In seiner Rede in Husum hat er seine Regierung für die Überwindung der Abhängigkeit von russischen Gaslieferungen gewürdigt. Obgleich es der Kanzler vor den Explosionen an den Gaspipelines „Nord Stream 1“ und „Nord Stream 2“ vorgezogen hatte, von der Wichtigkeit der Gaslieferungen aus Russland zu sprechen. Freilich, nach der Anerkennung der Republiken im Osten der Ukraine durch Russland legte Scholz die Inbetriebnahme von „Nord Stream 2“ auf Eis. Aber Gas war zuverlässig über „Nord Stream 1“ in die BRD geflossen. Bis vor kurzem waren die deutschen Behörden einer Antwort auf die Frage ausgewichen, wer die Gaspipelines gesprengt hatte. Aber in der Anfangsphase der Aufklärung dieses, wie sich die bundesdeutschen Behörden ausdrücken, Sabotageaktes war die Presse voll von Andeutungen und Anspielungen, dass dies angeblich die Russen selbst im Verlauf des unerklärten Wirtschaftskrieges gegen Europa getan hätten. Dieser Tage war nun laut n-tv Deutschlands Bundesstaatsanwalt gezwungen, öffentlich einzugestehen, dass die deutsche Seite keine Beweise dafür habe, dass Russland die Gaspipelines gesprengt hat. Scholz bemerkt aber vorerst nicht die neuen Momente in der Aufklärung des Falls der Liquidierung der Ostsee-Gasleitungen.

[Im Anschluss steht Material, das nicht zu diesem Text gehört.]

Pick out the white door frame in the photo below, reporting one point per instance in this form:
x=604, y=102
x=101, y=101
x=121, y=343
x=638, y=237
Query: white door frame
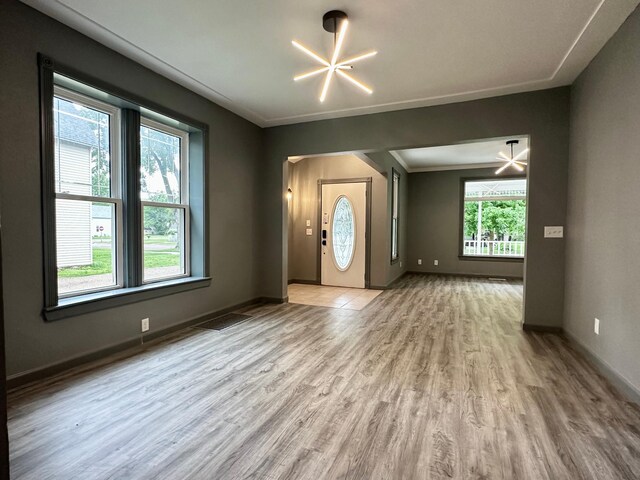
x=367, y=223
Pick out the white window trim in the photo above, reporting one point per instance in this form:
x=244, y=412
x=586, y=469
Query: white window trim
x=115, y=184
x=184, y=195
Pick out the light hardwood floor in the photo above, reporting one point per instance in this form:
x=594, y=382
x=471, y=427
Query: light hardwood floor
x=433, y=379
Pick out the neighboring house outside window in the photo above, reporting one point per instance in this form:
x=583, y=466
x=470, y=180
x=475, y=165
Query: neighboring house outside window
x=117, y=198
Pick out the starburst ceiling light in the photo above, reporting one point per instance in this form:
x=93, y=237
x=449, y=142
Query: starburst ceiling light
x=512, y=161
x=335, y=22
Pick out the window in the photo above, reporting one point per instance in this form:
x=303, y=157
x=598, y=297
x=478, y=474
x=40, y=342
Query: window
x=165, y=200
x=395, y=190
x=494, y=218
x=88, y=205
x=124, y=198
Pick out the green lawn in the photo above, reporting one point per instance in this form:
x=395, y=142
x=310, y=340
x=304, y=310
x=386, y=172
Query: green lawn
x=102, y=260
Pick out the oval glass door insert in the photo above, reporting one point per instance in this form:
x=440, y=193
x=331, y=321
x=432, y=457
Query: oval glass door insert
x=343, y=233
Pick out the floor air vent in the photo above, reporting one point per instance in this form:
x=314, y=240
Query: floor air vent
x=225, y=321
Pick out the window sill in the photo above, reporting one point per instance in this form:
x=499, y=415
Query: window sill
x=487, y=258
x=81, y=304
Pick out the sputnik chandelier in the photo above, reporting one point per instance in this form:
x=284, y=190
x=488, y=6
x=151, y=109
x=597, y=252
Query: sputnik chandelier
x=335, y=22
x=512, y=161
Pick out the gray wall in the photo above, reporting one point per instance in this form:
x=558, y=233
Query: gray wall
x=303, y=180
x=603, y=231
x=434, y=226
x=235, y=152
x=544, y=115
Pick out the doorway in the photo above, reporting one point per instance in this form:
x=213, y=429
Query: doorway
x=343, y=226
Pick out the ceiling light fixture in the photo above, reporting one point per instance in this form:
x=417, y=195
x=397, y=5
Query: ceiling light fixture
x=335, y=22
x=512, y=161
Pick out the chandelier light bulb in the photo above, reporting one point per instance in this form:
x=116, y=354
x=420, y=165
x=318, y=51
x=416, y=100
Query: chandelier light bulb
x=334, y=67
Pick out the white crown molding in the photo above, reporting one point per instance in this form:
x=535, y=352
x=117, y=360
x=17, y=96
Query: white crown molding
x=400, y=160
x=609, y=14
x=444, y=168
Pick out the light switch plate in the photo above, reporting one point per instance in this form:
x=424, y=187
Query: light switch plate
x=554, y=232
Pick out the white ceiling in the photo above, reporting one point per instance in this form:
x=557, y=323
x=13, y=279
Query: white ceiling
x=461, y=156
x=239, y=53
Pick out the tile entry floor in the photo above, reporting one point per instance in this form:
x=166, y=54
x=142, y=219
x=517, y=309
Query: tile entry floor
x=333, y=297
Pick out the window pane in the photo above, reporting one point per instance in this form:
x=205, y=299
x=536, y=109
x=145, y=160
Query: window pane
x=494, y=228
x=86, y=245
x=164, y=240
x=514, y=189
x=159, y=166
x=82, y=146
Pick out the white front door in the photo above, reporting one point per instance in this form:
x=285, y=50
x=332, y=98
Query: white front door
x=343, y=234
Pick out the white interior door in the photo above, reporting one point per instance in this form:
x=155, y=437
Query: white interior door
x=343, y=234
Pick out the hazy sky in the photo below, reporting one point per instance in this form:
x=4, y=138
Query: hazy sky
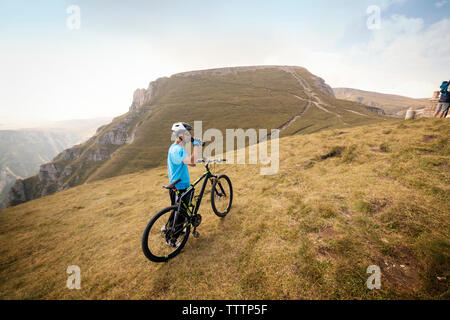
x=50, y=72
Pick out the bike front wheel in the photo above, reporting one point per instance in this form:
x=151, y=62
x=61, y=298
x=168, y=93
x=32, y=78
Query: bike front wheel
x=221, y=195
x=161, y=240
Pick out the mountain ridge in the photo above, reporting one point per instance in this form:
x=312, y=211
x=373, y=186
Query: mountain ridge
x=257, y=97
x=392, y=104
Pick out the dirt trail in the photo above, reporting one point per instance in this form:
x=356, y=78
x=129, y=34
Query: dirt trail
x=312, y=98
x=287, y=124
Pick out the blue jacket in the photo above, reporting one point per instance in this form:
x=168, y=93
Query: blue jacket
x=445, y=95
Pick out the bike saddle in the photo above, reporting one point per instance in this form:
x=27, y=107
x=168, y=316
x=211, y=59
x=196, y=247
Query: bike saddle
x=172, y=185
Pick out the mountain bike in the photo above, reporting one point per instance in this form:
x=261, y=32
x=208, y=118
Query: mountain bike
x=168, y=231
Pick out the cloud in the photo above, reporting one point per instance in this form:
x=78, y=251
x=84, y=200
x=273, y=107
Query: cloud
x=385, y=4
x=405, y=56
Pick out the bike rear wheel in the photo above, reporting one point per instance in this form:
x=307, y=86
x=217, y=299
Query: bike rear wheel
x=160, y=242
x=221, y=195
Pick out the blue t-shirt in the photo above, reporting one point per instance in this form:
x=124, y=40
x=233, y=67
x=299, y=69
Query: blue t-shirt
x=176, y=167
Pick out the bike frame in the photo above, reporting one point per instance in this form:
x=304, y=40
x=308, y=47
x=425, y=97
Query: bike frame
x=207, y=175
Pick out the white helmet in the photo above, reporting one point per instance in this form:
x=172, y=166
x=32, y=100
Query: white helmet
x=181, y=129
x=181, y=126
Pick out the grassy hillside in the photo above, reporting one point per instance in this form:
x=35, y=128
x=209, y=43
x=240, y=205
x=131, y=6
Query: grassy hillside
x=265, y=98
x=343, y=199
x=289, y=98
x=393, y=105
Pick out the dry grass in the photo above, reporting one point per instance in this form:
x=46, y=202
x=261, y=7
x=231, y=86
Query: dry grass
x=308, y=232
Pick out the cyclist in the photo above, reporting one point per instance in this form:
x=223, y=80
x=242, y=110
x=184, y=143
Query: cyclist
x=178, y=161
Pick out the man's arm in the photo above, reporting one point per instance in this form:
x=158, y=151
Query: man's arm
x=190, y=160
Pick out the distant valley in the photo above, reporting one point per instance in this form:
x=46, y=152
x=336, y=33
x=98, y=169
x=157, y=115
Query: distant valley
x=22, y=151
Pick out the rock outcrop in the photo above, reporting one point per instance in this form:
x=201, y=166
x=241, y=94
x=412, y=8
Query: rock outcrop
x=143, y=96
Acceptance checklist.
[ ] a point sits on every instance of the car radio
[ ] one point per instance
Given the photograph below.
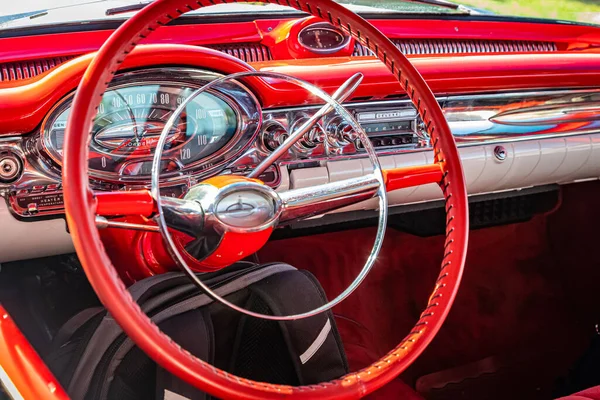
(389, 127)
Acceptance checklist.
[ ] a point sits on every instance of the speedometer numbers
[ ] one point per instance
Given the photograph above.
(131, 119)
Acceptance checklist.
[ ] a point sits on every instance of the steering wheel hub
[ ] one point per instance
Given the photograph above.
(446, 171)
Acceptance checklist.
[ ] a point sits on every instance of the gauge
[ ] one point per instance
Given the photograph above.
(322, 38)
(131, 118)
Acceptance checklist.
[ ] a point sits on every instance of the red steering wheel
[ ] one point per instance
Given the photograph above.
(80, 211)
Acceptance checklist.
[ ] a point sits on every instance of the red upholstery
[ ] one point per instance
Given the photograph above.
(588, 394)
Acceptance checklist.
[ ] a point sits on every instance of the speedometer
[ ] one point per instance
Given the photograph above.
(132, 116)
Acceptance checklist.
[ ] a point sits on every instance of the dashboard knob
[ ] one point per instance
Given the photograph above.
(273, 134)
(316, 135)
(340, 132)
(10, 167)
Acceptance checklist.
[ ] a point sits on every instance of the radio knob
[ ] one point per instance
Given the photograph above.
(340, 132)
(310, 139)
(10, 167)
(273, 134)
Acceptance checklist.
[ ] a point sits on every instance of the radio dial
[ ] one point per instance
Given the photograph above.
(340, 132)
(273, 135)
(311, 139)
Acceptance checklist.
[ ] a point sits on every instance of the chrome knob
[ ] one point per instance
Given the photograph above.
(10, 168)
(273, 134)
(316, 135)
(340, 132)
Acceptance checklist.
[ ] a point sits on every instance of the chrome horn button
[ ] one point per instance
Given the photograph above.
(247, 207)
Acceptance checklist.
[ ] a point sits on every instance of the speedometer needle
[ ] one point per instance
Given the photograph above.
(340, 95)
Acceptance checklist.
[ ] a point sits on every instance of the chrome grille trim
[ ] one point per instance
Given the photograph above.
(16, 71)
(445, 46)
(248, 52)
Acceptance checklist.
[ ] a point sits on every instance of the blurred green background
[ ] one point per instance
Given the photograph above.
(571, 10)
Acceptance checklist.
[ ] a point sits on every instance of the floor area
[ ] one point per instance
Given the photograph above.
(526, 310)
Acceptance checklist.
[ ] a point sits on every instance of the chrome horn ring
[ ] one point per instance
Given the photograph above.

Und da sind schließlich noch die Befürchtungen des SPD-Kanzlers hinsichtlich einer Involvierung der NATO in den Krieg gegen Russland. Diesbezüglich hatten bereits im März vergangenen Jahres Juristen des Bundestages eine Analyse erstellt, die belegt, dass Deutschland bereits zu einer „Seite des Konflikts“ geworden sei. Daher lösen die Behauptungen des deutschen Regierungschefs den Eindruck aus, dass ihm diese Analyse nicht bekannt ist oder sie ihm nicht passe, da sie sich nicht in seine Konzeption der internationalen Ereignisse einfügt.
Der deutsche Politologe aus der Bundeswehr-Akademie Prof. Dr. Carlo Masala betont die Notwendigkeit der Verfolgung einer „Politik der Interessen“ durch den Westen. Im Grunde genommen hat der Westen nie solch eine Politik aufgegeben. Nur so kann man erklären, dass es Olaf Scholz vorzieht, wie sein Auftritt in Husum demonstrierte, alle öffentlich gewordenen Fakten, die der Politik der Interessen widerspricht, zu ignorieren.